My grandmother’s way was much less direct. Kathy described her as often having an impact on people without realizing it. “It wasn’t just verbal-it was actually their actions and their extreme guts and courage. They had confidence and they instilled that in all of us.” There was a whole group of young folks who became adults in her kitchens, where it was “expected that you jump in and help where it was needed. In that process you learn about everything and become better at creating the end product if you’re involved the whole way. And that’s what makes it more fun and interactive for everyone” So many of them left there well equipped to start their own successful projects. Kathy described how she was able to easily transition into building her own floral business by incorporating the little lessons her parents had taught her every step of the way while she was growing up in and around the Vintage and the French Laundry; she just felt like she naturally knew what to do and how to understand every angle of the business and how to bring her employees along. Kathy put it this way: “They gave us a base and a fundamental training that all of us used” but they also “let us feel our way-they didn’t come down on us for not making certain choices. I think that’s what makes our family a little unusual-we are not afraid to always be exploring or trying something new.”

As I was describing my grandparents to Sola I realized that every single one of their family members had inherited not only their confidence, but also their desire to pass that forward, to instill it in others through action. My parents were no exception. They had taken on the operation of the Apple Farm my grandparents bought with the investment money from Napa and were not only doing an incredible job at maintaining and evolving the farm, the cooking school, and the event space, but for years they had also been bringing us (their 4 children) along in the process. On top of that they had also been taking on young “farmhands” interested in learning their skills and welcoming them into our home and family. They were mentors in the deepest sense of the word, carrying forth my grandparents’ philosophy that “It’s not just about teaching people a specific skill-its a whole sense of community and sharing a table together that makes an experience valuable.” This was exactly what I had been learning through mentoring at these camps. It wasn’t specifically about the dance skills or the stilt lessons or the sewing techniques I taught these youth; it was about the community we could create when we call came together to share, and the inspiration and courage and confidence they could also bring to the table when they felt held, heard, and cared for by those that came before them.

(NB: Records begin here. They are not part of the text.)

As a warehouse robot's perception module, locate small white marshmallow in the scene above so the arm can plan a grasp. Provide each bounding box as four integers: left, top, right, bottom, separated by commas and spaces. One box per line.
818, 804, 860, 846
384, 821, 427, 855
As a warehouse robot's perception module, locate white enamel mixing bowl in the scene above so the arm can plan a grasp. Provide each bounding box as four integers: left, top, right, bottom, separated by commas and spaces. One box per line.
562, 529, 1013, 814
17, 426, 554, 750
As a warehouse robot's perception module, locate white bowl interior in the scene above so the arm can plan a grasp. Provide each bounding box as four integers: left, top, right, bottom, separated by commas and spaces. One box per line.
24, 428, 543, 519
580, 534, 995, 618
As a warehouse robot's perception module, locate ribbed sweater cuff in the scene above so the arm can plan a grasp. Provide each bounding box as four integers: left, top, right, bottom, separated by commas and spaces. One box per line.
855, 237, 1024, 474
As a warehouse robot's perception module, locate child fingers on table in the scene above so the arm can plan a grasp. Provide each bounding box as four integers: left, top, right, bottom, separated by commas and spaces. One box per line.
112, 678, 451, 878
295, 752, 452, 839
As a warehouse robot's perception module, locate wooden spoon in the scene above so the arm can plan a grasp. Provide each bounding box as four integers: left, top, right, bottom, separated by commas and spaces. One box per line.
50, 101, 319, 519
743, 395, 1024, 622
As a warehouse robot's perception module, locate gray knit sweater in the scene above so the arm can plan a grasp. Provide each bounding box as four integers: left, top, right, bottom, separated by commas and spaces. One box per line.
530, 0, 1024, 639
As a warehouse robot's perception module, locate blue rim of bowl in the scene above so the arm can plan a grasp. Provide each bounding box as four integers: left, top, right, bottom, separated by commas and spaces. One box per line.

Identifying this thread changed everything for me. It allowed to me recognize and acknowledge how my path and my life choices fit into a framework that is so much bigger than me and so crucial in creating this extensive library of knowledge that we pass down from generation to generation through our smallest actions. I feel so honored that I am not only a beneficiary of this incredible family legacy, but that I have been given the tools and am already working hard to continue it and expand it beyond my ancestors wildest dreams.